Ahead of May 15, Virginia’s Legislative Black Caucus expressed opposition to the launching of Phase I, calling it premature. The group noted that racial disparities have been exacerbated or highlighted by the pandemic, with some Black and brown Virginians working essential and service jobs, as well as seeing disproportionate infection rates.
The caucus, composed of 23 Democratic legislators in the General Assembly, penned an open letter to Northam calling for “an equity-focused plan that clearly addresses disparities for Black Virginians, Virginians of color and other underserved and vulnerable communities.”

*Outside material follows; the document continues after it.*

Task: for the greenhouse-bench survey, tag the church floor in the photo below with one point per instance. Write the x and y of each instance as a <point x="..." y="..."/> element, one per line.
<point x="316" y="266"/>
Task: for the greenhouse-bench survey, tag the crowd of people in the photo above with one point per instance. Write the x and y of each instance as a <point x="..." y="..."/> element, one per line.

Sen. Jennifer McClellan, D-Richmond, who is co-chair of the caucus, said there is a “fear that on the workers’ side, they will have to choose between their jobs and their family’s health and well-being.”
“That’s particularly a concern, because our understanding is if they choose not to go to work because they don’t feel safe or don’t have childcare, they cannot continue to receive unemployment compensation,” McClellan said.
During his May 18 press conference, the governor reiterated options for people who find themselves in such predicaments, such as contacting the Occupational Safety and Health Administration.
“It’s important to our administration that if people don’t feel comfortable in their workplace, they are able to make that known,” Northam said. “Could things be better? Obviously, but we are working very hard to give people information that if they are not comfortable, they can have a discussion with supervisors at work.”
As part of the Congress’ CARES Act, Virginians on unemployment
as well as those in gig economies or who are self employed and would not otherwise qualify
are able to receive unemployment benefits due to the pandemic as well as the minimum $1,200 individual stimulus check.
On Monday, public health commissioner, Dr. Norman Oliver reported that statewide, 4,864 of COVID-19 cases were among African Americans, while 9,434 were among Virginia’s Latinos.
“The other concern is, from the beginning, there has been a shift. It’s clear that this virus doesn’t recognize jurisdictional boundaries,” McClellan said.
While Northam granted a two week delay in launching Phase I for the city of Richmond, Accomack County and Northern Virginia, McClellan says it may not matter to many Virginians who traverse multiple jurisdictions between home life and work.
“It doesn’t help the Richmond resident whose job is in Henrico [County] and whose boss says ‘you have to come back to work’ or who already had to go somewhere else for food and necessities.”
As for assessing the requirements and suggestions for Phase I, Northam said he is planning to keep taking things into consideration while sticking to the current guidelines. While a lot of reopened businesses follow the same overlapping safety requirements, not all require face coverings or masks to be worn — something Northam is monitoring.
“A lot of it has boiled down to those who serve others in our restaurants, grocery stores, those types of things. If we need to require a mask, I will take that into consideration,” Northam said.